Even if Pardew delivers, there are several issues that need to be addressed.
A team boasting several international players still looks as if it is coming to terms with the loss of an integral part of the dressing room, and a squad that has enjoyed a strong spirit and togetherness over the past few seasons appears to be showing cracks with arguments a familiar sight at St Mary’s.
On the field, there has been precious little evidence of a plan B without Yohan Cabaye pulling the strings in midfield, and the same can be said about Loic Remy with Newcastle having managed one goal in nine games without their top scorer. They’ve now failed to score in ten of their last 14.

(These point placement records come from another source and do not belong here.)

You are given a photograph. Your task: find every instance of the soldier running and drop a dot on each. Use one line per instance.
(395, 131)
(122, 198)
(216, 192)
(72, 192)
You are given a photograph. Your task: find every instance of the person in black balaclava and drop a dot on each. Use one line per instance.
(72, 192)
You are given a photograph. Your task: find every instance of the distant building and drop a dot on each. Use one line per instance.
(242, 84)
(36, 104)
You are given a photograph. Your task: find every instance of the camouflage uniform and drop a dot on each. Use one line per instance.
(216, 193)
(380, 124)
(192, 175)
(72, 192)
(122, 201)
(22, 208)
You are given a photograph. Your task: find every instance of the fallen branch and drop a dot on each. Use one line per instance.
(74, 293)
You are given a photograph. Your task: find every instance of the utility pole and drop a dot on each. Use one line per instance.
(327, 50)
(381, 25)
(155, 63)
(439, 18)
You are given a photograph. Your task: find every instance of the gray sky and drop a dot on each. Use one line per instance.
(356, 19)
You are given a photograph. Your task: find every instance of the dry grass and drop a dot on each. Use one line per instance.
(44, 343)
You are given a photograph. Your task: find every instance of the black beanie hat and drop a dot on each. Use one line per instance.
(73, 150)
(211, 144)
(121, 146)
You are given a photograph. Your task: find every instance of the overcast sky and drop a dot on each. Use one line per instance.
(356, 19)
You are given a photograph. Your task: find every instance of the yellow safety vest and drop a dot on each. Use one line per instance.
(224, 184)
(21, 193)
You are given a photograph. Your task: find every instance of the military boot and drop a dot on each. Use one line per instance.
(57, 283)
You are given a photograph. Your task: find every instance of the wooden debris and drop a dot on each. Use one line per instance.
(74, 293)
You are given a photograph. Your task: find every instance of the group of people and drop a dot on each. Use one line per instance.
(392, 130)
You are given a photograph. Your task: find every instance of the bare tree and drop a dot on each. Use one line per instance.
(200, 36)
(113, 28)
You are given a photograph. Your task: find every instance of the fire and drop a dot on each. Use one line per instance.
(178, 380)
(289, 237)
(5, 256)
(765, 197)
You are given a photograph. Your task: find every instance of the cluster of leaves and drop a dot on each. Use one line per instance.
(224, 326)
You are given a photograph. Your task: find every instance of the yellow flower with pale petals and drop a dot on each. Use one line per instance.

Inevitable squad comparisons were made in the buildup to this game and it was the seven-strong English contingent in Southampton’s starting XI that prevailed over the Magpies, whose sole English representative was Mike Williamson.
Adam Lallana, Jay Rodriquez, Rickie Lambert and Luke Shaw led the way for Mauricio Pochettio’s side with the impressive attacking trio sharing four goals.
In a game dubbed “the battle for eighth place” there was only ever one team that looked up for the fight and the Magpies mustered only five attempts on goal compared to Saints’ 23.
In fact, such was the hosts’ domination, a scoreline of nine or ten-nil wouldn’t have flattered them. They don’t seem to be letting up, despite being in the same boat as the Magpies and having ‘nothing to play for’.
Pardew’s men sheepishly walked over to acknowledge their away support after the final whistle, but they were met by a barrage of boos and angry gestures.
“We understand the fans’ frustrations 100 per cent,” said Williamson, who alongside Rob Elliot was the only player to stop and talk to the press.
“I think anybody watching the game in the Newcastle end would have been disappointed, frustrated and angry – just as much as the players were. It’s frustrating and it hurts. For me personally I feel that more than anybody.
Newcastle United goalkeeper Rob Elliot shows his fruatration
“We just weren’t good enough and we have to take full responsibility for it. It was poor, but we can assure them we’ll be working harder than ever and make sure next week we put on a far better display and make sure we get back to doing the basics right.
“It’s always disappointing conceding goals, but we didn’t do our jobs all over the pitch.
It’s a tough pill to swallow but we need to react and we need to bounce back.
“You can talk about certain things in the game, but they were just quicker, sharper, more organised and looked like that from the first minute until the last.
“It was disappointing and it’s hard to reflect at a time like this.”
Had it not been for poor finishing and some impressive goalkeeping from Elliot, the game could have been over as early as the 13th minute.
Saints did find a way through on the stroke of half-time when Lambert squared for Rodriquez to tap in.
The second came three minutes after the restart and a double change for Newcastle.
Davide Santon, who had replaced the woeful Mapou Yanga-Mbiwa, lost Lambert, who controlled before rifling into the roof of the net.
The imperious Lallana added a third with a thunderous 25-yard strike before Rodriquez broke to get his second and Saints’ fourth with a minute remaining.